Apache, the server, sends this data back:
HTTP/1.1 200 OK
Date: Fri, 06 Apr 2007 20:20:50 GMT
Server: Apache/2.0.55 (Ubuntu)
Accept-Ranges: bytes
Content-Length: 9443
Connection: close
Content-Type: text/html; charset=UTF-8
<- blank line at end of HTTP response headers
<html><head><title>UAF Department of ... rest of web page, total of 9443 bytes after blank line
This is a pretty simple, ASCII-based protocol.  The only binary data is the contents of the web resource, transmitted by the server after the blank line.  The "Content-Length:" field tells the client how many bytes to expect.

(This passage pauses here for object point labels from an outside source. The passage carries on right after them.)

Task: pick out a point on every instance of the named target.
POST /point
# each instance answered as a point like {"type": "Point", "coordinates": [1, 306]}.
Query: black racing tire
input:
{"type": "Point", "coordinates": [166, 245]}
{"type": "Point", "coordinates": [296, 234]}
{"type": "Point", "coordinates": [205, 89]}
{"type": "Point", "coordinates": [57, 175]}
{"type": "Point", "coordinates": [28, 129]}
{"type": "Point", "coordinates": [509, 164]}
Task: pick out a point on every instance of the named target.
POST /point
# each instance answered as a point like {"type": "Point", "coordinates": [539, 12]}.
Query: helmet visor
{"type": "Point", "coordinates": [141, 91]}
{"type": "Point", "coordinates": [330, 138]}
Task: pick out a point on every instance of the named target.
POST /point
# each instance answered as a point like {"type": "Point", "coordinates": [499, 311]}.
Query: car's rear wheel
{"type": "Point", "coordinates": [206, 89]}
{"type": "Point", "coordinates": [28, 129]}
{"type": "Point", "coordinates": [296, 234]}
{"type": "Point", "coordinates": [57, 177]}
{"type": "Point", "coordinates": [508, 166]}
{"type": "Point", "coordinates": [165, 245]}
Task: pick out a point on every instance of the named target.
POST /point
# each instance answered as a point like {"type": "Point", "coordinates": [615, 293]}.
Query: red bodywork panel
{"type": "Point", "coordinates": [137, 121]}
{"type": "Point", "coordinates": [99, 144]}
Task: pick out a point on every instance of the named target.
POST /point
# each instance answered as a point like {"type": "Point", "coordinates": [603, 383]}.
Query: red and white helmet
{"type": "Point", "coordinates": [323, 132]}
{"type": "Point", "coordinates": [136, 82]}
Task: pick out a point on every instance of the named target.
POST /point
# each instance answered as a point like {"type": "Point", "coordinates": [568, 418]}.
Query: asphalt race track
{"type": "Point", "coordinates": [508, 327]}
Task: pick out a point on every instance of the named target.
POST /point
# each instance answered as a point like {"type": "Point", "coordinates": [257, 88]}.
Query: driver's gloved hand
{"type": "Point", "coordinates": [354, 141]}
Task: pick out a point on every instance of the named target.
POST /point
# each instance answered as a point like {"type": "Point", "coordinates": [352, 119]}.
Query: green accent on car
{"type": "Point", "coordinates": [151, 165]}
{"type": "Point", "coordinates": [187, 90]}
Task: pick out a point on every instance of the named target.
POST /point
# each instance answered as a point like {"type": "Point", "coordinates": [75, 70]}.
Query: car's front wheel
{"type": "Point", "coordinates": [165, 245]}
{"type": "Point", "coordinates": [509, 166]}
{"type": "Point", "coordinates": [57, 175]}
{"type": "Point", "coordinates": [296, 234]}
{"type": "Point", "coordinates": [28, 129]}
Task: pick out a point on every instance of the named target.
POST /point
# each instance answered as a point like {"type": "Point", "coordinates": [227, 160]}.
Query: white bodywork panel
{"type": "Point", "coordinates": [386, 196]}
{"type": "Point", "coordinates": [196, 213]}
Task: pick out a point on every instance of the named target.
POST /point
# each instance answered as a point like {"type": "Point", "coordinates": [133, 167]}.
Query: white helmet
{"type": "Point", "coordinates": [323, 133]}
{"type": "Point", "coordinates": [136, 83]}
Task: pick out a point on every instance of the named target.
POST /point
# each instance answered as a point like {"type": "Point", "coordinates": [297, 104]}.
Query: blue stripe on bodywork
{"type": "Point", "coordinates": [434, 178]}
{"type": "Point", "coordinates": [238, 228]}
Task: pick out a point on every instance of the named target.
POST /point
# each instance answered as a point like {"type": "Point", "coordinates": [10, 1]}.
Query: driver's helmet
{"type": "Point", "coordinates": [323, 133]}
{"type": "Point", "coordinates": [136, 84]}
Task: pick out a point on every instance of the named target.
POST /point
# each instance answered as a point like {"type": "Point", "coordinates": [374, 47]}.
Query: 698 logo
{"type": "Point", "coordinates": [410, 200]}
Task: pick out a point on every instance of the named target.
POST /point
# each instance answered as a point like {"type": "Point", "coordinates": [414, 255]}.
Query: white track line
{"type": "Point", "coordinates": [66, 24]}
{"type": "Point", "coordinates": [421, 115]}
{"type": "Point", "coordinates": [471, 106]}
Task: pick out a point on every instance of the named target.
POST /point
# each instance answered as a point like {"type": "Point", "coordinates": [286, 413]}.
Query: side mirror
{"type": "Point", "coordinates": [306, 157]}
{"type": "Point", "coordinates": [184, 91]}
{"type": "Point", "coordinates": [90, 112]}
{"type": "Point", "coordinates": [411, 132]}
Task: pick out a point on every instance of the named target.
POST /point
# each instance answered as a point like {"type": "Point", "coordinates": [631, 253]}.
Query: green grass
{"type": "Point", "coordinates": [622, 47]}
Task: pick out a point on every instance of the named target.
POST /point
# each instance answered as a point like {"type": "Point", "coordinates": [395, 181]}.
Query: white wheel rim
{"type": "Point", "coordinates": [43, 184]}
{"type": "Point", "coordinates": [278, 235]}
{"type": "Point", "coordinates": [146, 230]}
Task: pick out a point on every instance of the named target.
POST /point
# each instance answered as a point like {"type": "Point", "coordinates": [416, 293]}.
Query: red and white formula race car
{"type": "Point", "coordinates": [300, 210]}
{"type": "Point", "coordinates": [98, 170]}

A typical very simple custom web client might look like this:
#include "osl/socket.h"
#include "osl/socket.cpp"

int foo(void) {
skt_ip_t ip=skt_lookup_ip("137.229.25.247"); // lawlor.cs.uaf.edu
SOCKET s=skt_connect(ip,80,2);

/* Send off HTTP request to server (with URL) */
const char *req=
"GET / HTTP/1.1\r\n" // the "/" is the URL I'm requesting
"Host: lawlor.cs.uaf.edu\r\n" // hostname is required for HTTP 1.1
"User-Agent: Raw socket example code (lawlor@alaska.edu)\r\n" // web browser ID string
"\r\n"; // blank line == end of HTTP request
skt_sendN(s,req,strlen(req));

/* Receive HTTP response headers, up to the newline */
std::string response;
int length=0;
while ((response=skt_recv_line(s))!="")
{
std::cout<<response<<"\n";
if (response.substr(0,15)=="Content-Length:")
length=atoi(response.substr(16).c_str());
}

/* Receive HTTP response data, and print it */
std::cout<<"-- bottom line: "<<length<<" bytes of data\n";
if (length>0 && length<10000) { // sanity check
std::vector<char> page(length); // place to store data
skt_recvN(s,&page[0],length); // grab data from server
for (int i=0;i<length;i++) std::cout<<page[i]; // print to screen
}

skt_close(s);
return 0;
}
A typical similarly simplified web server might look like this.  Note it just keeps being a webserver forever:
#include "osl/socket.h"
#include "osl/socket.cpp"

int foo(void) {
/* Make a TCP socket listening on port 8888 */
unsigned int port=8888;
SERVER_SOCKET serv=skt_server(&port);

/* Keep servicing clients */
while (1) {
std::cout<<"Waiting for connections on port "<<port<<"\n";
skt_ip_t client_ip; unsigned int client_port;
SOCKET s=skt_accept(serv,&client_ip,&client_port);
std::cout<<"Connection from "<<skt_print_ip(client_ip)<<":"<<client_port<<"!\n";

// Grab HTTP request line, typically GET /url HTTP/1.1
std::string req=skt_recv_line(s);
// Grab rest of HTTP header info (mostly useless)
std::string hdr;
while ((hdr=skt_recv_line(s))!="") std::cout<<"Client header: "<<hdr<<"\n";

// Prepare HTTP response header
std::string page="<html><body>IT WORKED!</body></html>";
char response[1024];
sprintf(response, // needed to get the page length into the string
"HTTP/1.1 200 OK\r\n"
"Server: Random example code (lawlor@alaska.edu)\r\n"
"Content-Length: %d\r\n"
"\r\n" // blank line: end of header
,(int)page.length());
skt_sendN(s,&response[0],strlen(response));
skt_sendN(s,&page[0],page.length());

skt_close(s);
}

return 0;
}

(Try this in NetRun now!)

Note that using these for real production servers sounds like a terrible idea, but they do work for simple testing.